Поезд выбрался из-под сумеречного вокзального навеса и, продолжая разгоняться, побежал по солнечной, с грязными снежными заплатами земле; полковник все еще стоял на ступенях вагона, подняв руку в прощальном жесте.
– Кланяйтесь там… России! – сказал Лаше, зная, что полковник уже не услышит его.
Но Сычев понял, точнее, угадал последние слова патрона.
– Всенепременно!.. – ответил он. – Всенепременно!
…Прибыв в Севастополь, Сычев встретился с начальником объединенной морской и сухопутной контрразведки полковником Татищевым. Не тратя лишних слов, вручил ему письмо. Даже не письмо, а записку, короткую и сухую. Но тон ее был начальственный, приказной:
«Князь! Окажите подателю сего любую помощь, какая ему понадобится. М. б. X. Л.»…
Среди штабных офицеров ходил слух, что Татищев вовсе не был князем. Будто бы когда-то давно мелкий агент контрразведки жандармский ротмистр то ли Рукосуев, то ли Сухоруков из-за своей режущей ухо фамилии получил в своем департаменте звучный псевдоним и таким образом примазался к известному клану князей Татищевых. И будто бы его давний начальник (говорили, что это был не лишенный остроумия подполковник Климович) таким псевдонимом хотел подчеркнуть склонность ротмистра к незаконному обогащению. Ибо известно, что «тать», «татище» на Руси означало «вор», «ворище».

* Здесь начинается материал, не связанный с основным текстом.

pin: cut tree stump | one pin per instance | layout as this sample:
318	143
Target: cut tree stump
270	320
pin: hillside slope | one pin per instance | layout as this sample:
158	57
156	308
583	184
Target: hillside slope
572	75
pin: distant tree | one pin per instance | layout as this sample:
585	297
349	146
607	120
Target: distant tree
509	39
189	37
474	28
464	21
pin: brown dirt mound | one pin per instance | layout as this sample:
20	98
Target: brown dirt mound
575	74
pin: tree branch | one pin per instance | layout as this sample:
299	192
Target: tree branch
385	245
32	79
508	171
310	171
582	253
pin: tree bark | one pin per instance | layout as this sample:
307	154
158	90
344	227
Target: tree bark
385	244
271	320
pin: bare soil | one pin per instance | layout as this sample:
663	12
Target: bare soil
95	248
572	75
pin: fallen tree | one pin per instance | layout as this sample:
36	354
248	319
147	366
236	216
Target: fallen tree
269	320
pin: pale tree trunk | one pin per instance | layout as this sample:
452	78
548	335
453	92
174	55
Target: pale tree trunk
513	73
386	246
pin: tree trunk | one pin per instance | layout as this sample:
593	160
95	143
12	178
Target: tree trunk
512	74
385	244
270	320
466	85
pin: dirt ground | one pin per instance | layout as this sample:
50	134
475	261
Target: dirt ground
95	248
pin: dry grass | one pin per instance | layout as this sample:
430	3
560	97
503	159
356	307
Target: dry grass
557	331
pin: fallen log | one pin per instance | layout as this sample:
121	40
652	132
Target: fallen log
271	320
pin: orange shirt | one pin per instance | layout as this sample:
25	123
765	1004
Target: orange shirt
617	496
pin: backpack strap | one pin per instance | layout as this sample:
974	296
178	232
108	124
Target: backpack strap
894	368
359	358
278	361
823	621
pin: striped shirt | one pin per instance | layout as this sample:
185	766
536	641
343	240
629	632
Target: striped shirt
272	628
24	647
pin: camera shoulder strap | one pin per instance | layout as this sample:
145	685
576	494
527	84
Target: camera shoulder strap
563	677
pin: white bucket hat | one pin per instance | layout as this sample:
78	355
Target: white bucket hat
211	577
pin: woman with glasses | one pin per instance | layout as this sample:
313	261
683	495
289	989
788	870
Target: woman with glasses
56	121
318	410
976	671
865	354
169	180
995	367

Так ли это, нет ли – кто теперь скажет. Да и кому нужно в это смутное время докапываться до истины?
Впрочем, и Татищевы повели свою замечательную фамилию не от святых праведников. Новгородский наместник Василий Юрьевич еще в начале пятнадцатого века, служа государю и великому князю Василию Первому, сыну Дмитрия Донского, похищал новгородских свободолюбцев и тайно отсылал их на расправу господину своему – отчего и получил в вольном городе кличку Татище.
Темна вода во облацех! Сегодня ты убивец и вор, а через триста лет дети твои – ученые и меценаты, и фамилию свою произносят с гордостью. Должно быть, и новоиспеченного Татищева эта мысль вдохновляла во всех его делишках.
– Рад оказать услугу, – сказал гостю Татищев. – Как Хаджет? Здоров ли? Давно не виделись. Что в Париже?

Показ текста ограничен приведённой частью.